Os ministros votaram para que as verbas fossem limitadas a até 35% do teto constitucional, hoje fixado em R$ 46.366,19. Ou seja, os funcionários do Judiciário podem receber até R$ 16.228,16 em adicionais.
Além disso, o colegiado autorizou o pagamento de um adicional por serviço de tempo. O benefício, que pode ter acréscimos de 5% a cada cinco anos em exercício, também é limitado a 35%.
Na prática, a combinação do benefício com os penduricalhos pode elevar os ganhos de magistrados a cerca de 70% acima do teto constitucional, com R$ 32.456,32 em adicionais.
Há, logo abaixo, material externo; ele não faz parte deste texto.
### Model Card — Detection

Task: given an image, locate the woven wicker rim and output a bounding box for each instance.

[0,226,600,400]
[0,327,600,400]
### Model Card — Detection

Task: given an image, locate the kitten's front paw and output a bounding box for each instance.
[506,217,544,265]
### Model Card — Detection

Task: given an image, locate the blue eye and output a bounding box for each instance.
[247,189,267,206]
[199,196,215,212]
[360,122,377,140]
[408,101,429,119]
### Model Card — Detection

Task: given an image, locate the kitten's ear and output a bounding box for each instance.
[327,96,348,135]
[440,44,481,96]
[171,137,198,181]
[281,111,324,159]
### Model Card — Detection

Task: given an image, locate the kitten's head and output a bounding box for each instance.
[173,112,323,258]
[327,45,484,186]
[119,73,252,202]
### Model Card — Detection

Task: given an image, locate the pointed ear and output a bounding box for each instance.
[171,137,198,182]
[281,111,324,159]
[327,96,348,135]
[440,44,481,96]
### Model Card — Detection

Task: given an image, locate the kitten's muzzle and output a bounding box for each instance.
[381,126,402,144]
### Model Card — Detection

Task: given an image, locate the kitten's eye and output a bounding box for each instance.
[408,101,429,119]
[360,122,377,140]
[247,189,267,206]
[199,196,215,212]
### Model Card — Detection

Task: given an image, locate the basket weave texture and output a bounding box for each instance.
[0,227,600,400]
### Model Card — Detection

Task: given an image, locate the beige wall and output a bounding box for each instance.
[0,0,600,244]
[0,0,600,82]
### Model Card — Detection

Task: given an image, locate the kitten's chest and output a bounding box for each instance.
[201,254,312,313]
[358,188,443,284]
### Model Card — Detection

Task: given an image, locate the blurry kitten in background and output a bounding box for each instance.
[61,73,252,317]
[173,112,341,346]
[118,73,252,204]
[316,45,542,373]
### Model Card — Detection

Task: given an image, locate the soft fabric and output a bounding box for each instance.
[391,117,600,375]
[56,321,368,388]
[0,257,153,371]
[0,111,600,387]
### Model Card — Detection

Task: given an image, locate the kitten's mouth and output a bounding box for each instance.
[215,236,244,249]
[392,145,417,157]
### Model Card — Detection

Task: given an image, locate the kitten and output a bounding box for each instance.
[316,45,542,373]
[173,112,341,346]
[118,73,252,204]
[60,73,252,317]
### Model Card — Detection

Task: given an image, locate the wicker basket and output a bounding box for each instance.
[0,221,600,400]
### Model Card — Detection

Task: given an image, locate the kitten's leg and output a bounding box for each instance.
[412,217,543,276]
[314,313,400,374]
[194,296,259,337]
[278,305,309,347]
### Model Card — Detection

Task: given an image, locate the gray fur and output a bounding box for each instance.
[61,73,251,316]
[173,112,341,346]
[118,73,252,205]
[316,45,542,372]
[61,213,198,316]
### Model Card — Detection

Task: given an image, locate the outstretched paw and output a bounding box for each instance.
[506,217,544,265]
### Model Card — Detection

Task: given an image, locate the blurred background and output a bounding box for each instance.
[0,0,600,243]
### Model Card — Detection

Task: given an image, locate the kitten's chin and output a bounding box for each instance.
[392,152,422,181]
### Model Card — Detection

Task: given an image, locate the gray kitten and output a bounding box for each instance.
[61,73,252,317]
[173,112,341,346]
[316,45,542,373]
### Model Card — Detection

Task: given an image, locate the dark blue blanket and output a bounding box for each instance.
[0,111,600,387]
Recebendo o teto constitucional, o salário de juízes ainda ficaria em R$ 78.822,51 (aproximadamente, 49 salários-mínimos).
A decisão não é voltada só para juízes. Segundo a determinação do Supremo, o regime remuneratório é equiparado entre magistratura e Ministério Público, o que significa que as mesmas regras também valem para promotores e procuradores.
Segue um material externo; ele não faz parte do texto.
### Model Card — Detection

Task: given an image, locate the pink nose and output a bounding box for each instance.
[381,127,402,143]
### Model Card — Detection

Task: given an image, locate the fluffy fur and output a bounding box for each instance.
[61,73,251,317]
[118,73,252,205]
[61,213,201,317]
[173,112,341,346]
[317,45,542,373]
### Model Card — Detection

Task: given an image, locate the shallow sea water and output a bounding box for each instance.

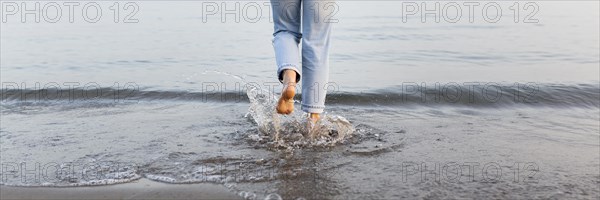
[0,1,600,199]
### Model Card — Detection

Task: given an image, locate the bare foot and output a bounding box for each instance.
[308,113,321,124]
[306,113,320,139]
[277,70,296,115]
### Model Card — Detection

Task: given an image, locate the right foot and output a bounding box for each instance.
[277,70,296,115]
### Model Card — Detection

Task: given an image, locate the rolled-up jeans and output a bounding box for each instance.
[271,0,336,113]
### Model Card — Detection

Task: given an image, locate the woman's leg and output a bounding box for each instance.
[271,0,302,114]
[302,0,337,122]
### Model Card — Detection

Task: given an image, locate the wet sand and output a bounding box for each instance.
[0,179,241,199]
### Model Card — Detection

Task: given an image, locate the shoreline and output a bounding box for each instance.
[0,178,241,200]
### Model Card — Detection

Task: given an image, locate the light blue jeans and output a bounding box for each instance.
[271,0,334,113]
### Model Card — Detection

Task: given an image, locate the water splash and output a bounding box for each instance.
[246,85,354,148]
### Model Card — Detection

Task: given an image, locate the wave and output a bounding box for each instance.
[0,84,600,108]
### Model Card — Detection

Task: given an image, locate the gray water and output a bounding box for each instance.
[0,1,600,199]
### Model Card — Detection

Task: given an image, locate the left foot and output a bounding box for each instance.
[276,69,296,115]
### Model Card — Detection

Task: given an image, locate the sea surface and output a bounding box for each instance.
[0,0,600,199]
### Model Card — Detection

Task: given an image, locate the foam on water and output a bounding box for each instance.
[246,83,354,148]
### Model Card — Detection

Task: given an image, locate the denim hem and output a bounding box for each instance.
[277,64,301,83]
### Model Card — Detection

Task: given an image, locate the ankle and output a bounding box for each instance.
[283,69,296,85]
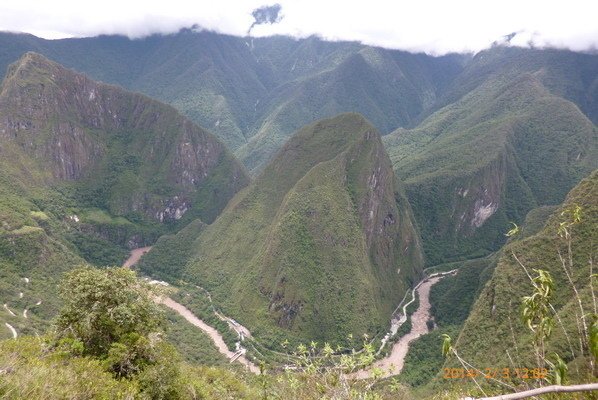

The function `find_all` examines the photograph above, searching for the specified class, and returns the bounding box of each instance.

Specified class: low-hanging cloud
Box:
[247,3,282,35]
[0,0,598,54]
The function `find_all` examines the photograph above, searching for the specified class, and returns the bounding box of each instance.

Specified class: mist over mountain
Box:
[0,28,598,399]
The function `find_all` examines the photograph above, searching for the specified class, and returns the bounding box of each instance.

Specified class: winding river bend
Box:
[353,276,442,379]
[123,247,259,374]
[123,247,456,379]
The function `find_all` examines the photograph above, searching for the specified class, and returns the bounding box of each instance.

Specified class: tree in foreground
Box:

As novas regras de pagamento começam a valer no mês-base de abril, impactando a remuneração a ser paga em maio.
As determinações fixadas pelo Supremo são válidas até que o Congresso Nacional legisle sobre o tema.
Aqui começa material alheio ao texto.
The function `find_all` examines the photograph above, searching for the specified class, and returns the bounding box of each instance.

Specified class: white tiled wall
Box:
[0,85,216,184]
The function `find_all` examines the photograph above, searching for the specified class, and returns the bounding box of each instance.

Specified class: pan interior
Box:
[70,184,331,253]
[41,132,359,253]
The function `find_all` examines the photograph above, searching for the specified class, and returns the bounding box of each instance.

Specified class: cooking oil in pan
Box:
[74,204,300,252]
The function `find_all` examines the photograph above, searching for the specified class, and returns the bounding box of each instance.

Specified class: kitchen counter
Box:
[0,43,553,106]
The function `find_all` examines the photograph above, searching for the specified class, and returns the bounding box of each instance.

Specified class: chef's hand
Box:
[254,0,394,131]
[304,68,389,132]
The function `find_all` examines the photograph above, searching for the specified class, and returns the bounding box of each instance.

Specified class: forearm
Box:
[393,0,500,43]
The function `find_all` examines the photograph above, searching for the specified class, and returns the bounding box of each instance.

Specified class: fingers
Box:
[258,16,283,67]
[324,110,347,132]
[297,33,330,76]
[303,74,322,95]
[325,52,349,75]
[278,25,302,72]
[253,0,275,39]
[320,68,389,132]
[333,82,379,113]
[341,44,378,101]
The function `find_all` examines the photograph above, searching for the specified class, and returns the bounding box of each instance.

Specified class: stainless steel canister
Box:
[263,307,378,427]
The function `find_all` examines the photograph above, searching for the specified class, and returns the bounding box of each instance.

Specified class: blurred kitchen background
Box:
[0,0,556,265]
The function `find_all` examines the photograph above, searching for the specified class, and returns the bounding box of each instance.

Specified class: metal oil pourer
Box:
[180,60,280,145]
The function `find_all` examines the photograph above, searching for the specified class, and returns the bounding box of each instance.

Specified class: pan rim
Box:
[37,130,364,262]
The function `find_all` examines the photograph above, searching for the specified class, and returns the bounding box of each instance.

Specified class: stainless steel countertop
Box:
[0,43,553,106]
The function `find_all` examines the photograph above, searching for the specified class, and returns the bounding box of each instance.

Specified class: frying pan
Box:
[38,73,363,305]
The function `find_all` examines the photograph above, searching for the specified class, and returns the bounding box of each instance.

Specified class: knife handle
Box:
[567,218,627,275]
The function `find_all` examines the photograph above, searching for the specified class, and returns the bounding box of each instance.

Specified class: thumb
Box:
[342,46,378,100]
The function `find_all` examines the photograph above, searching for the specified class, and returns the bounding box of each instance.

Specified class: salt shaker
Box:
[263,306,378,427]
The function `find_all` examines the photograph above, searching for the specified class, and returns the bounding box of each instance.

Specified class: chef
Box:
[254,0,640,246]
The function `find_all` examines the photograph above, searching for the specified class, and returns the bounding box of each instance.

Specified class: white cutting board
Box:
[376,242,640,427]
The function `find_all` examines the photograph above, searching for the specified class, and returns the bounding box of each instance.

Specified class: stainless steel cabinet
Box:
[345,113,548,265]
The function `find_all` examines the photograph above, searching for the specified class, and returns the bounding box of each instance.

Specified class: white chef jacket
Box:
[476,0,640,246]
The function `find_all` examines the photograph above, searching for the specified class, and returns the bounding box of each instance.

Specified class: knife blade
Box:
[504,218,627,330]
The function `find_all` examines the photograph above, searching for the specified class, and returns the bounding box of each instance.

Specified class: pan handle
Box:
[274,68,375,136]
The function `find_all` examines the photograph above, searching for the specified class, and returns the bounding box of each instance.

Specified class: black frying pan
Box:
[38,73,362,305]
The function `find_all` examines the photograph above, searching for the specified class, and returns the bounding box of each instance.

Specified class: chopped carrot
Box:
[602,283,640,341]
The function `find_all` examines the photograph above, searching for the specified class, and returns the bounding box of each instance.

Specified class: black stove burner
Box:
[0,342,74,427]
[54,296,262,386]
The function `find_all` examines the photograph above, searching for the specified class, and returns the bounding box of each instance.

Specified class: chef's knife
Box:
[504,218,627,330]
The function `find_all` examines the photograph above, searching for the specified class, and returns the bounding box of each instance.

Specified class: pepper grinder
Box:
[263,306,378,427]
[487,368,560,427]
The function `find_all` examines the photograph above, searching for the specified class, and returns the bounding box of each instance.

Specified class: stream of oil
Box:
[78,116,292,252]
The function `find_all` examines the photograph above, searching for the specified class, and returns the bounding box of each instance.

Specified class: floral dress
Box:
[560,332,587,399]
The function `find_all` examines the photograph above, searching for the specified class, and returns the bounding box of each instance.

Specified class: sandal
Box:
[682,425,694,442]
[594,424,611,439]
O que são os “penduricalhos”
“Penduricalho” é o termo usado para se referir às parcelas adicionais incorporadas aos contracheques de membros de Poder e servidores.
Na prática, o benefício eleva a remuneração final para além do limite estabelecido na Constituição. Atualmente, o teto constitucional é determinado conforme o salário de ministros do STF (cerca de R$ 46 mil).
No Judiciário estadual, o limite era de 90,25% do teto — o que representa R$ 41.845,49.
Além dos penduricalhos, uma série de adicionais são pagos sob regimes diferentes, como auxílios voltados para locomoção, combustível, educação para os filhos, saúde e até mesmo “auxílio-panetone”. Parte dessas foi declarada inconstitucional pelo Supremo, que determinou que os pagamentos devem cessar de imediato.
Especialistas ouvidos pela CNN apontam que o pagamento de penduricalhos ao Judiciário e ao Ministério Público deve superar a casa dos R$ 10 bilhões. O adicional supera o montante total previsto para 34 ministérios e é maior do que o da Câmara dos Deputados, do Senado Federal e do Banco Central.
Na avaliação da diretora-executiva ONG (organização não-governamental) Transparência Brasil, Juliana Sakai, os penduricalhos capturam o orçamento público para o “enriquecimento de uma elite”. Um dos impactos que ela aponta é que, como os recursos são voltados para pagamentos desse tipo, a população é deixada na mão no que diz respeito a uma série de serviços.